We are going to be using a large pretrained model and need all the GPU power we can get in this notebook. In Azure Databricks we’ve set up two ‘NVIDEA Tesla K80’ GPUs that have a memory size of 11GB and a bandwidth of 223GB/s. Below we make sure that GPU input is managed well and we utilize both GPUs.

We’re ready to start using BERT and prepare it for finetuning on our prediction task to predict Michelin reviews like we did with our topic modeling results and our word embedding results. As you see below, when you load a python module in R with reticulate, it works like any other object in R, you can call the contents of the module, mainly its methods and functions, using the $ sign, as you would do if you want to get something from any other R object. Here, we start by loading the module using the reticulate import-function and we use its method to download the model from the transformers package. We start by using BERTje, a model built for the Dutch language, developed by Wietse de Vries. BERTje was trained on high quality Dutch text that include books, news corpora, news web pages, Wikipedia and SoNaR-500, a 500-million-word reference corpus of contemporary written Dutch.

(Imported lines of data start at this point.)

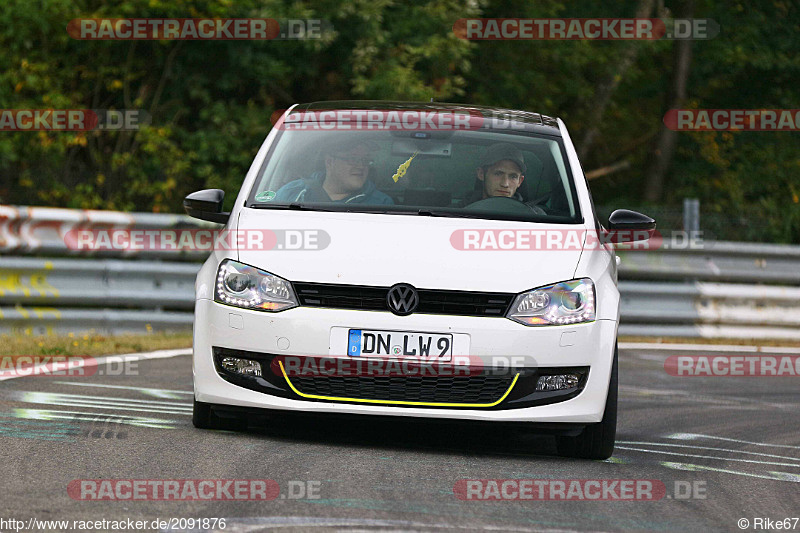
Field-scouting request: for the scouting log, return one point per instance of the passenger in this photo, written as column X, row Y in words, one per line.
column 345, row 180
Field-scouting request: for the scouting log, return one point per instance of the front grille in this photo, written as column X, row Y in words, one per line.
column 473, row 389
column 431, row 301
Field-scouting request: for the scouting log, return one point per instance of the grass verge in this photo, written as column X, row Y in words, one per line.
column 91, row 344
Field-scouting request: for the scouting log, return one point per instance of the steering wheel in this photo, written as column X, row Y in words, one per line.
column 504, row 204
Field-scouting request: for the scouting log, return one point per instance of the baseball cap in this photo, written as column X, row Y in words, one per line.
column 499, row 152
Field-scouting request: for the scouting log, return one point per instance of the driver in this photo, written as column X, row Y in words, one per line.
column 501, row 172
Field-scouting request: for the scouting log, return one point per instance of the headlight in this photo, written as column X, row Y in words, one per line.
column 568, row 302
column 244, row 286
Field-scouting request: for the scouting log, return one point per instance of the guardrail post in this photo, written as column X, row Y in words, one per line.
column 691, row 215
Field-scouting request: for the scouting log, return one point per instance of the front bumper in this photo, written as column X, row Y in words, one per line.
column 307, row 332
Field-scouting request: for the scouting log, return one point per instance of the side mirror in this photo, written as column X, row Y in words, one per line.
column 206, row 205
column 629, row 226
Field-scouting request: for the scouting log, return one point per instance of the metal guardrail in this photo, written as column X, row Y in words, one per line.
column 726, row 289
column 43, row 230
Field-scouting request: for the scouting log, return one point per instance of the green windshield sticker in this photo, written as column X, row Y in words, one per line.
column 265, row 196
column 401, row 170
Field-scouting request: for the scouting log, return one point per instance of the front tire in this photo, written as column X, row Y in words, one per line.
column 596, row 441
column 201, row 415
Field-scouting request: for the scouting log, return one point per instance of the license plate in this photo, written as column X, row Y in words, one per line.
column 427, row 346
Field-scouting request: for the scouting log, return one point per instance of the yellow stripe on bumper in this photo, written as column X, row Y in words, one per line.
column 395, row 402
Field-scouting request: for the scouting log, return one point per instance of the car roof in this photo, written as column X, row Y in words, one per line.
column 535, row 121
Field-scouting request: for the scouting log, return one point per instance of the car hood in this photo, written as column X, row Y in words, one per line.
column 382, row 249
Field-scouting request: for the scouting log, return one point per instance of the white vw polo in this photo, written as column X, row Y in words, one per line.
column 419, row 260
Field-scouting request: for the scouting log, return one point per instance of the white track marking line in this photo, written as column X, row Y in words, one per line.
column 665, row 346
column 709, row 457
column 727, row 450
column 97, row 361
column 693, row 436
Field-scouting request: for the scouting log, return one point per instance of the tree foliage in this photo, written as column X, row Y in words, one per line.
column 211, row 101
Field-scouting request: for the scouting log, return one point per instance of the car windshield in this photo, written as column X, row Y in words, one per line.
column 480, row 173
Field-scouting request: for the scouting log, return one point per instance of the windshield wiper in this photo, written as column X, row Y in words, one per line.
column 294, row 206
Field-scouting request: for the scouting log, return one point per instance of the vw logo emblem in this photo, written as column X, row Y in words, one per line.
column 402, row 299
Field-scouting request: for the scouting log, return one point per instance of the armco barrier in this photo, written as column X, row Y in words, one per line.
column 726, row 289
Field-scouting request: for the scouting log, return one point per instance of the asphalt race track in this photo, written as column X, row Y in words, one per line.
column 724, row 448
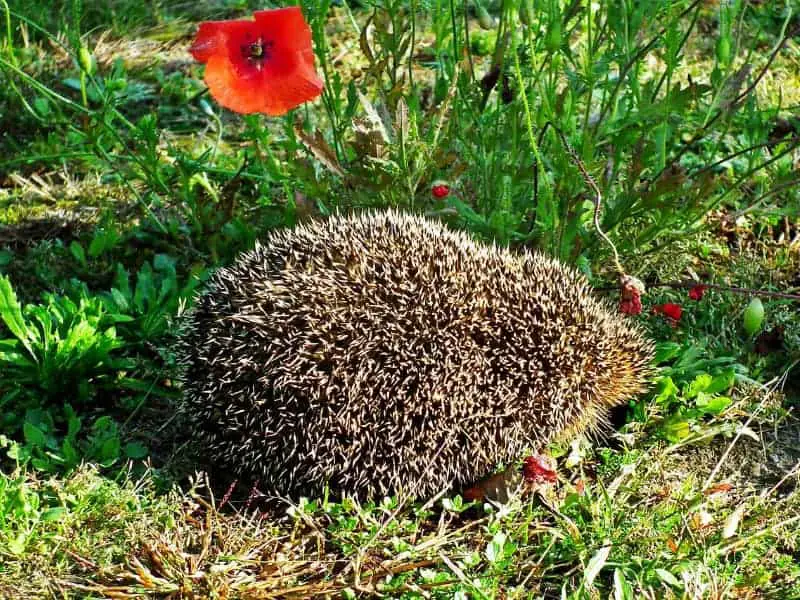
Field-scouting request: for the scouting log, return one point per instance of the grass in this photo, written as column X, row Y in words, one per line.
column 123, row 185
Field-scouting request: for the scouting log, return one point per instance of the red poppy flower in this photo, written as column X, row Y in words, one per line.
column 261, row 66
column 536, row 469
column 696, row 293
column 440, row 190
column 673, row 311
column 630, row 295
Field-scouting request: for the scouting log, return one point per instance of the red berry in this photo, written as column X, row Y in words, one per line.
column 536, row 469
column 672, row 311
column 696, row 293
column 440, row 190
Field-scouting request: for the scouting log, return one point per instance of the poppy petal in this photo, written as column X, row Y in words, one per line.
column 266, row 65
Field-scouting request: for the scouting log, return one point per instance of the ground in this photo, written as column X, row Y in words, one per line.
column 123, row 185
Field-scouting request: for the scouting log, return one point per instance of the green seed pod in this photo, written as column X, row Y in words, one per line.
column 484, row 18
column 526, row 12
column 86, row 60
column 553, row 41
column 724, row 50
column 753, row 316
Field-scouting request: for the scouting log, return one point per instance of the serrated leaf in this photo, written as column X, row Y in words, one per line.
column 321, row 150
column 53, row 514
column 668, row 577
column 595, row 565
column 732, row 522
column 135, row 450
column 11, row 313
column 622, row 589
column 33, row 435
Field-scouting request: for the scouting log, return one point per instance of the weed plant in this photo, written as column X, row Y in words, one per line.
column 122, row 185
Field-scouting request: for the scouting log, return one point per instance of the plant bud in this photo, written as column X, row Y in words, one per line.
column 753, row 316
column 484, row 18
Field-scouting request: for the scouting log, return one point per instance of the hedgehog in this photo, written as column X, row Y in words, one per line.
column 385, row 353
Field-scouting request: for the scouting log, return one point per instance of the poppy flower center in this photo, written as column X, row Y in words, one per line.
column 257, row 52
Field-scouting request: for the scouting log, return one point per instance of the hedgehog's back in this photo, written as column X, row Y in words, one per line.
column 386, row 352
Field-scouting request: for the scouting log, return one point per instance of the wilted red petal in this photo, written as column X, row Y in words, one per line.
column 630, row 295
column 536, row 469
column 266, row 65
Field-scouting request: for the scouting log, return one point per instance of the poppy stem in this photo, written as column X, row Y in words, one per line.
column 713, row 286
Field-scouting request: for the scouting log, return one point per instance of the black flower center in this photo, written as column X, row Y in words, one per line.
column 257, row 52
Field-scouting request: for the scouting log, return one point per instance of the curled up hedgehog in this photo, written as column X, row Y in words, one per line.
column 384, row 353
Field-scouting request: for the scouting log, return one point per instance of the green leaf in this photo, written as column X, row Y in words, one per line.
column 11, row 313
column 17, row 545
column 53, row 514
column 668, row 577
column 135, row 450
column 666, row 351
column 595, row 565
column 77, row 253
column 622, row 589
column 676, row 428
column 667, row 390
column 722, row 382
column 700, row 384
column 712, row 404
column 6, row 256
column 494, row 549
column 33, row 435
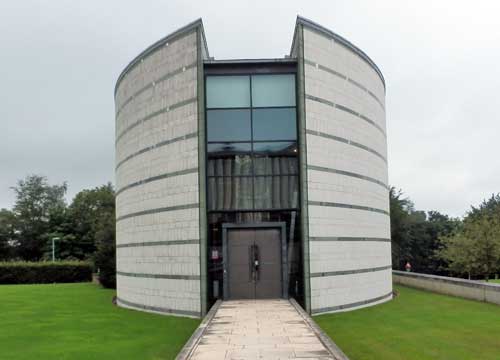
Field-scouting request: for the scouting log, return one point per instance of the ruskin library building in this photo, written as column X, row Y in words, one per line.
column 252, row 179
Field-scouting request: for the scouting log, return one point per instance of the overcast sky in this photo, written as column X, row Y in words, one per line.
column 59, row 61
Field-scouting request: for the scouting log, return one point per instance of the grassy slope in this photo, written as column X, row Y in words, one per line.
column 78, row 321
column 418, row 325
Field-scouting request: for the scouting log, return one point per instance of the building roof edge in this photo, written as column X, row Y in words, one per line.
column 198, row 23
column 321, row 29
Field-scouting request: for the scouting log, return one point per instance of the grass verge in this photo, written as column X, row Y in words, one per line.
column 417, row 325
column 78, row 321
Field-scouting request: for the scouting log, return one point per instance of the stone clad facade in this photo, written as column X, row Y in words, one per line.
column 347, row 181
column 157, row 203
column 163, row 251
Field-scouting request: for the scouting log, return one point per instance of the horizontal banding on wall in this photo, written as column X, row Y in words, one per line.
column 154, row 114
column 159, row 210
column 157, row 308
column 346, row 141
column 155, row 146
column 163, row 78
column 351, row 305
column 158, row 243
column 348, row 206
column 342, row 76
column 347, row 173
column 345, row 238
column 347, row 110
column 348, row 272
column 159, row 276
column 156, row 178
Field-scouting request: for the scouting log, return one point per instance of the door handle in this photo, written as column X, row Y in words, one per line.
column 257, row 262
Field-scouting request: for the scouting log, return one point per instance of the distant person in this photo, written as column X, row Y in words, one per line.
column 408, row 266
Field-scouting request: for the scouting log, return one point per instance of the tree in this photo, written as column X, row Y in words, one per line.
column 7, row 234
column 36, row 203
column 400, row 208
column 475, row 250
column 105, row 256
column 85, row 212
column 415, row 234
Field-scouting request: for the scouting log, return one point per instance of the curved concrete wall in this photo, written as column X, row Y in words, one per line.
column 157, row 203
column 347, row 184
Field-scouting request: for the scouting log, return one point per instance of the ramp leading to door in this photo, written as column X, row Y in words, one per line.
column 260, row 329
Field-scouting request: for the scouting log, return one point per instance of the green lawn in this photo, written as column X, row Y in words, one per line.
column 418, row 325
column 78, row 321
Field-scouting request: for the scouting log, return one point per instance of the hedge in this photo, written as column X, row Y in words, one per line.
column 44, row 272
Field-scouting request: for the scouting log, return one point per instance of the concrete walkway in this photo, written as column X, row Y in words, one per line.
column 259, row 329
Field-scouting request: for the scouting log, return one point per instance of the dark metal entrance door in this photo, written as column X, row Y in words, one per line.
column 241, row 275
column 254, row 263
column 267, row 244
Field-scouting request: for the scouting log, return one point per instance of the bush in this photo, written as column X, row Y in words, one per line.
column 44, row 272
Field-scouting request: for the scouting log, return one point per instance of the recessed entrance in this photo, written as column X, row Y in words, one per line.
column 254, row 261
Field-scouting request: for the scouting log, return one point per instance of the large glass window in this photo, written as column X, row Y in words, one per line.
column 251, row 142
column 273, row 90
column 228, row 91
column 229, row 125
column 274, row 124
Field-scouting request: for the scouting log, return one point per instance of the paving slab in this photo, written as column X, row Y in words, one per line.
column 259, row 329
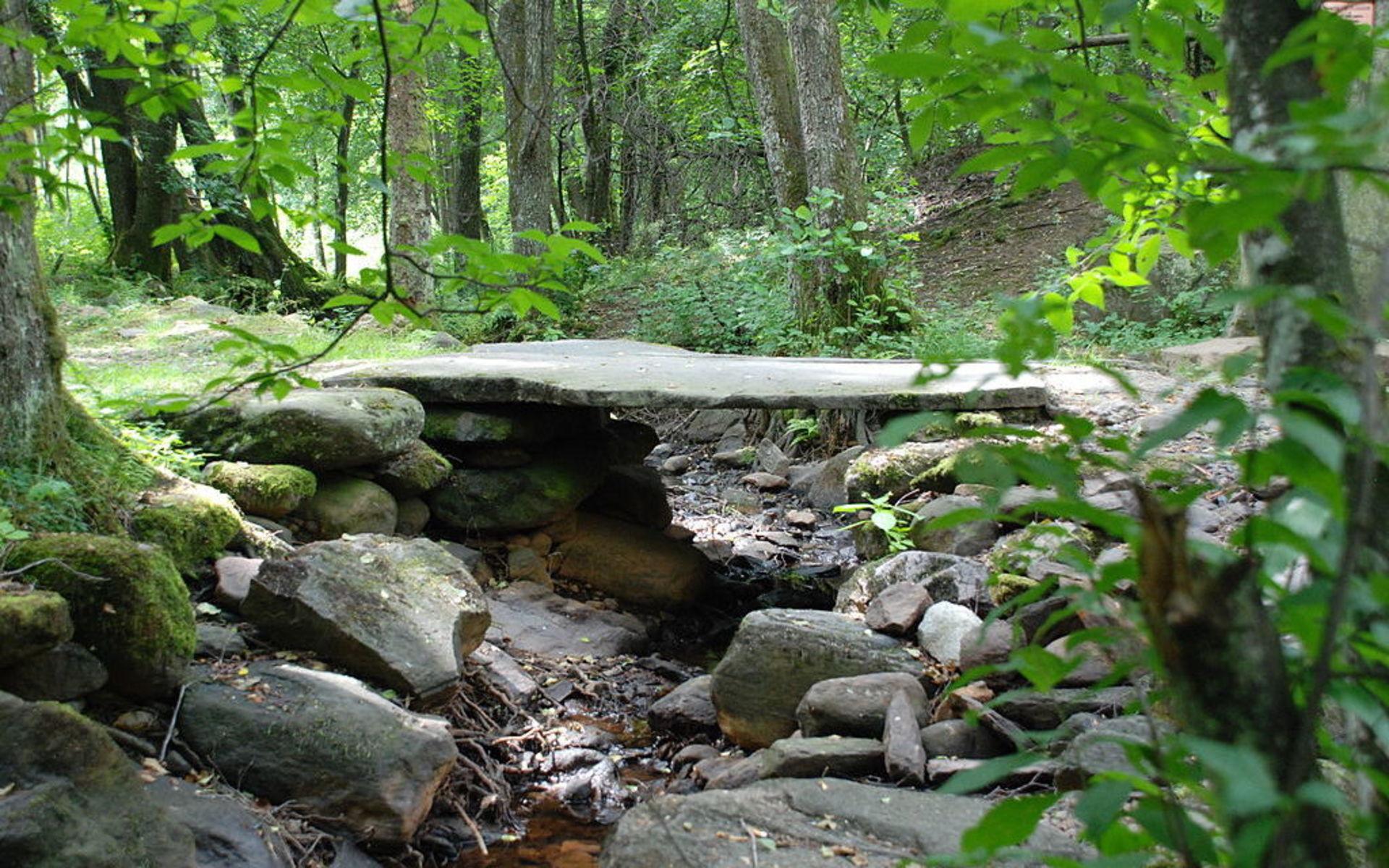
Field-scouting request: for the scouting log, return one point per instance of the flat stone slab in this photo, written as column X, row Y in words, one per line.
column 632, row 374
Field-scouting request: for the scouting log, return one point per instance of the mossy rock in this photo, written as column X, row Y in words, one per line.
column 1006, row 587
column 128, row 605
column 193, row 522
column 31, row 623
column 347, row 506
column 270, row 490
column 1040, row 542
column 413, row 472
column 893, row 472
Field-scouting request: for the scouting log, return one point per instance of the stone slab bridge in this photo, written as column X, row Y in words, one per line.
column 631, row 374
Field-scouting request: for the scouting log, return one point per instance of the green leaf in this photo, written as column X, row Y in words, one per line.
column 1007, row 824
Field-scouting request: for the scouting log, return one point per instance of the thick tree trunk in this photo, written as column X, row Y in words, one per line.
column 831, row 155
column 778, row 106
column 525, row 48
column 407, row 140
column 33, row 404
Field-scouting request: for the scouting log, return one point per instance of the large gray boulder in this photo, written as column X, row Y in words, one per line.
column 520, row 498
column 317, row 428
column 74, row 799
column 226, row 833
column 324, row 741
column 780, row 653
column 637, row 566
column 530, row 617
column 948, row 576
column 403, row 614
column 884, row 827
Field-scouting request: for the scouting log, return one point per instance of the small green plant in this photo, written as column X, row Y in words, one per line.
column 892, row 520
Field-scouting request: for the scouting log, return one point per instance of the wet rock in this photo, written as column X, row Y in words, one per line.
column 1046, row 709
column 504, row 673
column 881, row 827
column 507, row 424
column 63, row 673
column 138, row 621
column 413, row 472
column 349, row 506
column 317, row 428
column 687, row 709
column 31, row 623
column 827, row 489
column 964, row 539
column 857, row 706
column 226, row 833
column 765, row 482
column 676, row 464
column 273, row 490
column 519, row 499
column 1102, row 749
column 637, row 566
column 217, row 641
column 324, row 741
column 959, row 738
column 412, row 517
column 530, row 617
column 823, row 757
column 710, row 425
column 778, row 655
column 234, row 579
column 948, row 576
column 771, row 459
column 898, row 608
column 75, row 798
column 943, row 628
column 403, row 614
column 632, row 493
column 902, row 752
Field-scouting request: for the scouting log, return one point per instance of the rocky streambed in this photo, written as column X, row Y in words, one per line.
column 485, row 635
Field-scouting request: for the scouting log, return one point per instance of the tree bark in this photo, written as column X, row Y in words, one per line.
column 31, row 352
column 773, row 84
column 525, row 49
column 831, row 156
column 463, row 211
column 407, row 140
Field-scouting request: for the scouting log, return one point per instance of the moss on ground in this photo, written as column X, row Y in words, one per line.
column 128, row 605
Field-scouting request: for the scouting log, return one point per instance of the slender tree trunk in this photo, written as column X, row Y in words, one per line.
column 831, row 156
column 778, row 106
column 407, row 140
column 525, row 48
column 31, row 353
column 463, row 211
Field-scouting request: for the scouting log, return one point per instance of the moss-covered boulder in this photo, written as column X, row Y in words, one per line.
column 413, row 472
column 193, row 522
column 128, row 605
column 31, row 623
column 521, row 498
column 270, row 490
column 72, row 799
column 321, row 430
column 347, row 506
column 901, row 469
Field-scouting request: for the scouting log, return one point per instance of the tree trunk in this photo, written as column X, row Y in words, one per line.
column 463, row 211
column 407, row 140
column 525, row 49
column 31, row 353
column 831, row 157
column 778, row 106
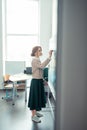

After loading BERT — or BERTje which has the same configuration — we can explore how BERT works. The key elements we need are the tokenizer and the pretrained model. The tokenizer that comes with the model will be used to look up the Dutch words in our restaurant reviews and map them to the token ids needed by BERT. Aside from these token ids, the tokenizer also adds some generic tokens to the text sequences:

[UNK] for tokens in the text sequence that are not in the vocabulary of 30.000 tokens used for training,
[CLS] is a special token used to determine the start of each sequence
[SEP] is a separator token used to separate parts within a sequence (sentences, question/answers)
[PAD] is the token used to fill sequences that are shorter than the specified sequence length used in the model
[MASK] is the token used in pretraining, when a sample of tokens is masked to train the Masked LM model

This visualization from the original paper shows how BERT tokenizes the textual data for pretraining:

The [MASK] and [SEP] tokens are essential for pretraining BERT. [SEP] tells BERT what the first sentence and what the second sentence is in the provided text. Remember that training of BERT is done in two ways: by learning what are words that are randomly masked before training (the [MASK] tokens that are added before pretraining) and by figuring out what is the right order of the sentences within the text. Since we will not redo the pretraining of the model, we will not need to split our texts into sentences divided by the [SEP] token and we don’t need to add any [MASK] tokens as well. We can use the tokenizer we need (each model has its own way to tokenize the text to fit the model structure) from the Transformers package. Thereafter, we can load our own textual data and apply the tokenizer to it.

$`[UNK]`
[1] 0

$`[CLS]`
[1] 1

$`[SEP]`
[1] 2

$`[PAD]`
[1] 3

$`[MASK]`
[1] 4

$bekommerd
[1] 9000

$bekoorlijk
[1] 9001

$bekostig
[1] 9002

$bekrachtigd
[1] 9003

$bekritiseerd
[1] 9004

$bekroning
[1] 9005

Load preprocessed data

Let’s load the restaurant review data we’ve prepared in an earlier blog and while we’re at it, let’s also load the labels and the same ids we want to use for training and testing models in all our NLP blogs.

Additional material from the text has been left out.